Bleaching – Instructions

Too many words! I want to start!

You need a bowl, a hair dye brush, a kitchen scale, and protective gloves. Read the instructions on the packaging, and be careful to not get any of those chemicals into your eyes. I have a glass bowl that I always use for my hair products, and I use plastic hair dye brushes (Along with some smaller painting brushes for details). You can use whatever you want as long as nothing used to mix and apply your bleach has any metal components – metal can interfere with the chemical reaction. As this is most convenient, I usually mix my bleach by weight.

Stains and Spilling: Prepare your working area before getting any of the chemicals out. The bleach tends to spill and splatter around, so do it somewhere this isn’t going to cause a problem. It’s probably obvious, but don’t wear anything you do not want to get bleach stains on either.

Now mix your bleach:

Bleaching supplies.

I buy the basics in bulk, so I have big bottles in all the volumes, and big boxes of bleaching powder – you will probably get smaller packages but the basic idea is the same.

The example “recipe” here is for 60g of bleach, because this is how much I usually make to bleach roots, which is what happens most often. If I only have a month of growth, 50g are usually enough. If the hair hasn’t been bleached in 2 or 3 months you will need more, but don’t worry too much. It’s very easy to just mix more bleach when running out. When bleaching a whole head of hair, you have do adjust the amounts accordingly. Short hair usually doesn’t really need more bleach than a roots-only treatment, but bleaching longer hair can use up a lot of product.
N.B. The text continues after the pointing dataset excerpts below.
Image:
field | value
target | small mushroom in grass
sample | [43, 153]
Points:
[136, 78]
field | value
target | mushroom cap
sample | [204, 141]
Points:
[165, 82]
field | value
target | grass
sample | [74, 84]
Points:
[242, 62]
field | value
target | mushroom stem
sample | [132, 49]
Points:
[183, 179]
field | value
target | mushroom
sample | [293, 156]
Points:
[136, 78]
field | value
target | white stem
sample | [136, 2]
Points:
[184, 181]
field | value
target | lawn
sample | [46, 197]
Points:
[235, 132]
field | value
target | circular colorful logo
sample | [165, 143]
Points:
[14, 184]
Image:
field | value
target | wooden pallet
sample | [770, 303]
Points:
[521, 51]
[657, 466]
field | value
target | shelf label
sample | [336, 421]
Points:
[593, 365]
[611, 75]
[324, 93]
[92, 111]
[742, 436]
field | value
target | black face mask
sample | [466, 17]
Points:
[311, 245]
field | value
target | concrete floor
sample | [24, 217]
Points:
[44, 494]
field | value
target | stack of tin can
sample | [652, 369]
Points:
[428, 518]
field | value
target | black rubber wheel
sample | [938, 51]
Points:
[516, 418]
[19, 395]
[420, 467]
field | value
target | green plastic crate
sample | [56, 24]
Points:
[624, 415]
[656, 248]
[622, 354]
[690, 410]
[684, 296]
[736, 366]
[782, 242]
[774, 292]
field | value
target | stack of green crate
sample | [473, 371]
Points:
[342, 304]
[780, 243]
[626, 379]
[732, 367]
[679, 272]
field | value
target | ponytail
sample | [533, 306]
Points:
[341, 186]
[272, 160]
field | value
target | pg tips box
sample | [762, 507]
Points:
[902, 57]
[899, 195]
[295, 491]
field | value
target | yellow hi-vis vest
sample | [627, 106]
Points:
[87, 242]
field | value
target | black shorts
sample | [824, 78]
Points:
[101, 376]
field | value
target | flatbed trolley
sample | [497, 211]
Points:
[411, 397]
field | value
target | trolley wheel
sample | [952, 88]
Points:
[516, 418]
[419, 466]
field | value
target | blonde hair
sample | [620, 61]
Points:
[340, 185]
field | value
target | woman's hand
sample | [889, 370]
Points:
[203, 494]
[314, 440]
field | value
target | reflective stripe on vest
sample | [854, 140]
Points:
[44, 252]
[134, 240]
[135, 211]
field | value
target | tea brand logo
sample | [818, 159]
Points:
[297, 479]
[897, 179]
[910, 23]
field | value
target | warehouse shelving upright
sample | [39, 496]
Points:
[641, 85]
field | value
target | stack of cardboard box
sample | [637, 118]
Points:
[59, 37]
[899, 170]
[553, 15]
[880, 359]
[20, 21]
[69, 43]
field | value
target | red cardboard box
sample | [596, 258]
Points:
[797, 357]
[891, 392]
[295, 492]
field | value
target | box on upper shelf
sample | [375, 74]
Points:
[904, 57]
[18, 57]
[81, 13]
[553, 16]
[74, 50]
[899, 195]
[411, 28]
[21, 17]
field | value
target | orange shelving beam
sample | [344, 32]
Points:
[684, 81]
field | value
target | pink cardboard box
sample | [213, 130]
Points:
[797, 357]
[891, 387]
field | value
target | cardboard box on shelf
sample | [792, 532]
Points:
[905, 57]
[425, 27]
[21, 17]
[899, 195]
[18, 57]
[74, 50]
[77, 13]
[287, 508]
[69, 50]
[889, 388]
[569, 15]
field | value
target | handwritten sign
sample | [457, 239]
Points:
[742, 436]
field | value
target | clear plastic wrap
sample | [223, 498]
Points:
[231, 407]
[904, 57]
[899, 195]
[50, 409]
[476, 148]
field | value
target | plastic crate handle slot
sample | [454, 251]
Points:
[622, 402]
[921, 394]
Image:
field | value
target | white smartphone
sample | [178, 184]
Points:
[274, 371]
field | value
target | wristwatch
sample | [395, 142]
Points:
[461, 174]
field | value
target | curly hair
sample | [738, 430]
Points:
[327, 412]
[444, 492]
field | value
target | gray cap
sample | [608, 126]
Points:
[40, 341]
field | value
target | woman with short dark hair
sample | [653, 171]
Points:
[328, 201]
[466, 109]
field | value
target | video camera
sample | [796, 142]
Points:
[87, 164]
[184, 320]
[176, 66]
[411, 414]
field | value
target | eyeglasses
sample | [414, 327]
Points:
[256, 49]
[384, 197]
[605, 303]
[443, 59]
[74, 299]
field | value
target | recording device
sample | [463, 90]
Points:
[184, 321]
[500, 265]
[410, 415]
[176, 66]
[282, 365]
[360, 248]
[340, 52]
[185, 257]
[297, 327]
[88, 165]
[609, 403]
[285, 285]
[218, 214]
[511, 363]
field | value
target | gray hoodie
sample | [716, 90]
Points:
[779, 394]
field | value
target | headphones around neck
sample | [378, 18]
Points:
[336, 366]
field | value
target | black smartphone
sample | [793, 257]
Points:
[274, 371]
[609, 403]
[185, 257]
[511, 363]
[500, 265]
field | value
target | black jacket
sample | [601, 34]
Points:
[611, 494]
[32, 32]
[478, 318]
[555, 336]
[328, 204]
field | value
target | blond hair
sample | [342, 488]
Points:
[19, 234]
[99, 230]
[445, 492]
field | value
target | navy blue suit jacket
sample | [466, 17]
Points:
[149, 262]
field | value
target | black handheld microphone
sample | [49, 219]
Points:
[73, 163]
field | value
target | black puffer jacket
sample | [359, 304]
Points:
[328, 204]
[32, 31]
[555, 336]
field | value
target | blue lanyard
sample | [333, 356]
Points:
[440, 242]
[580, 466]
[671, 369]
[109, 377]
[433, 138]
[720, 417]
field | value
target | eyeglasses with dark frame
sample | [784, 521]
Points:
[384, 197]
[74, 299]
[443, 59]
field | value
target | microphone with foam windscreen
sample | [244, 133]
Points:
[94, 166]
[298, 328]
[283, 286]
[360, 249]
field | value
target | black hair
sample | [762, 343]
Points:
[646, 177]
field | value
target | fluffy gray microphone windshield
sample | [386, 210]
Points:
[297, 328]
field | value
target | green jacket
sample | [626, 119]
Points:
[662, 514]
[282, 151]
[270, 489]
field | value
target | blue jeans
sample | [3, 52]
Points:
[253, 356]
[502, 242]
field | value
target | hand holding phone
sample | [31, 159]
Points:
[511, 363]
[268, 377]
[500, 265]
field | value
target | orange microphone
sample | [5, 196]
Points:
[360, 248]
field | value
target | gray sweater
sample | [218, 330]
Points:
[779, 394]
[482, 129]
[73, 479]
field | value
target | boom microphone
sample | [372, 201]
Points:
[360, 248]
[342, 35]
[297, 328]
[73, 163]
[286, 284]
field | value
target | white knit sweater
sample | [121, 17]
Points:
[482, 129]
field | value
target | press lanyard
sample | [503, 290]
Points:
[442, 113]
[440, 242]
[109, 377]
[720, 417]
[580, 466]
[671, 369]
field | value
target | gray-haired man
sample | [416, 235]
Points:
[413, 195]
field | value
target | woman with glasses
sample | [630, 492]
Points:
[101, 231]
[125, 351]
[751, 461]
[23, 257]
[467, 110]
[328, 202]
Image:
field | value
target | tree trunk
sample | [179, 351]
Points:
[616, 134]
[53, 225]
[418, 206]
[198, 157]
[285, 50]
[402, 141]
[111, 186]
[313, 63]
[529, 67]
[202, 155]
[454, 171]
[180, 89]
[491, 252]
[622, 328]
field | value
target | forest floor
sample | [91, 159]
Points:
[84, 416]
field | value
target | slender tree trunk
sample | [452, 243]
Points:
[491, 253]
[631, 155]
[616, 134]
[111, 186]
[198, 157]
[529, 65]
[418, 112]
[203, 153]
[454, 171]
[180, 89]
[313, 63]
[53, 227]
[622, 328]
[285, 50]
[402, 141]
This is how I mix my bleach
(if you are using a different product follow the instructions it comes with):

  • Put your bowl on the scale and turn the scale on;

  • Pour two parts peroxide cream in your bowl (here that’s 40g);

  • Carefully add bleaching powder (here, that’s 20g);

  • Mix the two components together slowly. The powder is really hard to contain, so please be careful;

  • Mix until it’s a homogenous paste;

  • Now the reaction has started and it will be bleaching for about an hour or so. The bleach paste starts to puff up a bit at some point, and this is what it is supposed to do.

And that’s how the bleach mixture looks when it’s ready to use.

The first step after mixing is to apply your bleach to the roots. Try to really only bleach the roots, as bleaching your hair more times than absolutely necessary really just damages it. If you only need to bleach your roots, you can skip the next part and put on your shower cap now.
A little tip: bleaching the roots once a month (and not only every 3 when there is a lot of new growth) is actually much easier.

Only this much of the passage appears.